La comunità islamica milanese preme affinché si affretti la realizzazione del progetto, vecchio di almeno vent’anni, di costruire una grande moschea nella città. La zona prescelta sarebbe quella del vecchio Palasharp.
La richiesta appare più che ragionevole, dato il grande numero di musulmani presenti nella nostra città. Ci sono tuttavia troppi aspetti poco chiari nella vicenda, troppe domande alle quali bisognerebbe dare una risposta prima della concessione dell’area e prima che le ruspe si mettano in azione.
In prima linea troviamo il Caim (Coordinamento Associazioni Islamiche di Milano), che ha messo anche in giro un video in cui i giovani musulmani milanesi invocano la moschea come un “diritto”. Possiamo concordare che si tratti di un diritto, ma poiché in Arabia Saudita anche solo il farsi il segno della croce è considerato un crimine, vorrei sapere se in questo progetto c’è del denaro saudita. Penso che un solo euro saudita renderebbe improponibile il progetto.
Che una moschea debba avere una cupola e un minareto, siamo d’accordo tutti, però è necessario monitorare il progetto per evitare una deriva simbolica. Una grande moschea a Milano rappresenta una vittoria non solo per gli uomini di fede ma anche per tutti coloro che, all’interno del mondo islamico (e sono in tanti), leggono il rapporto tra islam e occidente in termini di forza e di potere.
Non mi persuade del tutto nemmeno l’atteggiamento minimizzante di chi sta avanzando la richiesta: voi dateci l’area, dicono, al resto pensiamo noi.
Al resto ci si pensa tutti insieme, qui sta il punto. La costruzione di una grande moschea non è un problema della comunità islamica milanese al quale la città debba rispondere solo offrendo un’area edificabile: è un problema della città tutta, è un progetto su cui la città decide un pezzo importante del suo futuro.
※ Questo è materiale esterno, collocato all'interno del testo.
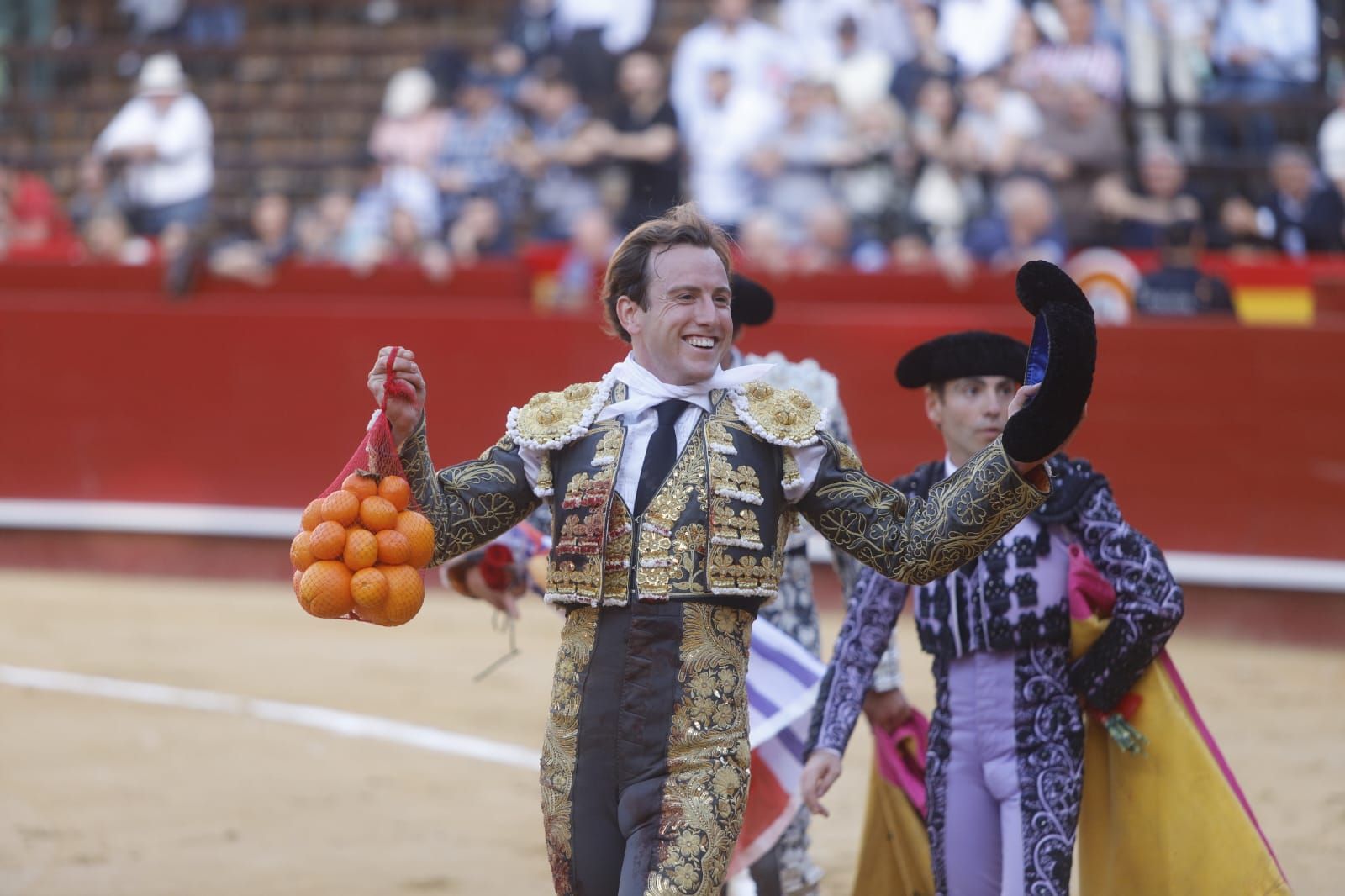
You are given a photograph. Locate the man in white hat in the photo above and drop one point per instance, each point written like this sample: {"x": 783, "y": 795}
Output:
{"x": 161, "y": 141}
Perciò altro che area fabbricabile! Della nuova moschea è responsabile tutta la cittadinanza.
Il tallone d’Achille si nasconde proprio qui. Non nella comunità islamica, ma nella città. L’esperienza ci insegna che le cose possono andar bene solo là dove le responsabilità si assumono insieme, per una decisione comune. Il discrimine tra un uso reale, ossia religioso, e un uso strumentale di un’occasione come questa sta nell’atteggiamento della città intera. Siamo noi milanesi a decidere se la grande moschea sarà un’opportunità per tutti o l’ennesimo scalino rotto, sul quale la città inciamperà.
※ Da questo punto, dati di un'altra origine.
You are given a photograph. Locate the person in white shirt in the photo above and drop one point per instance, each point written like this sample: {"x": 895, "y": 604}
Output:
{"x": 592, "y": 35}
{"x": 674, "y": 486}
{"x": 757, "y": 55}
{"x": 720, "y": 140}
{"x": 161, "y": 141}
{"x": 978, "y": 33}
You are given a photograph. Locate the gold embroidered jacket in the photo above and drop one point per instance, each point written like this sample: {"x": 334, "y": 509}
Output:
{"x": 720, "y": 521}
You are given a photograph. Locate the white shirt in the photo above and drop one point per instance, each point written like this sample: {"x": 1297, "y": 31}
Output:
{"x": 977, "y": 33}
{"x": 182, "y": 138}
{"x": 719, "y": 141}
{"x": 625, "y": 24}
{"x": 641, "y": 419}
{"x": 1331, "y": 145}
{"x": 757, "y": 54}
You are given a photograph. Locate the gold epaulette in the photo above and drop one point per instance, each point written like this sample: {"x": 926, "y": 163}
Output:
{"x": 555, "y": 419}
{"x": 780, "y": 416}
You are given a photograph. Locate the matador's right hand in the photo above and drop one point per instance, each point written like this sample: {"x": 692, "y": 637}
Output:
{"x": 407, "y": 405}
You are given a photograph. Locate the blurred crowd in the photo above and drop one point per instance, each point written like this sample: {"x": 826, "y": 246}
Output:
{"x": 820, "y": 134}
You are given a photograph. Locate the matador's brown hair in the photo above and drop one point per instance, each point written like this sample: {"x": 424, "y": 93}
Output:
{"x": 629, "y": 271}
Io credo che questo non sia soltanto un problema di regole o di modelli di convivenza. È, piuttosto, un problema antropologico. Di fronte alle sfide che la realtà ci pone, siamo chiamati a decidere se la prima cosa da fare sia di accettare la realtà oppure di aggrapparci ai nostri principi, alle nostre idées reçues.
Non si tratta di rinunciare alle proprie strategie, ma di decidere cosa viene prima: se la realtà (l’altro, ciò che differisce da noi) è un’opportunità o solo il pretesto per affermare le proprie posizioni pregresse (c’è chi pensa che i musulmani faranno sventolare la mezzaluna sulla cima del duomo e chi pensa che siano tutti buoni).
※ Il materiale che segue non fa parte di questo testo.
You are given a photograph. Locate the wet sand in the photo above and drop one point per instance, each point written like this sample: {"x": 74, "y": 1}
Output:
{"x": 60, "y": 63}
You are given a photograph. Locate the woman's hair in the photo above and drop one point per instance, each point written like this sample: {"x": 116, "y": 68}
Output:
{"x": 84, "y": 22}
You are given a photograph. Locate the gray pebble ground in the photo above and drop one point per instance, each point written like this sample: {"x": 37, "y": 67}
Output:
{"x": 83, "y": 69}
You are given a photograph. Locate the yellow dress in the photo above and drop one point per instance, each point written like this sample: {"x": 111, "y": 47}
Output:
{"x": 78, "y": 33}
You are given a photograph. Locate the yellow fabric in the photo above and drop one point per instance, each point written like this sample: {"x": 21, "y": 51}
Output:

Non è un problema di modelli di convivenza, ma − com’è nella grande tradizione milanese − di cittadinanza: del cittadino che ciascuno di noi decide di essere. La storia di Milano è la storia dei suoi cittadini, non quella dei suoi monumenti. Solo così la grande moschea può funzionare: se diventa l’opera responsabile di tutta la città.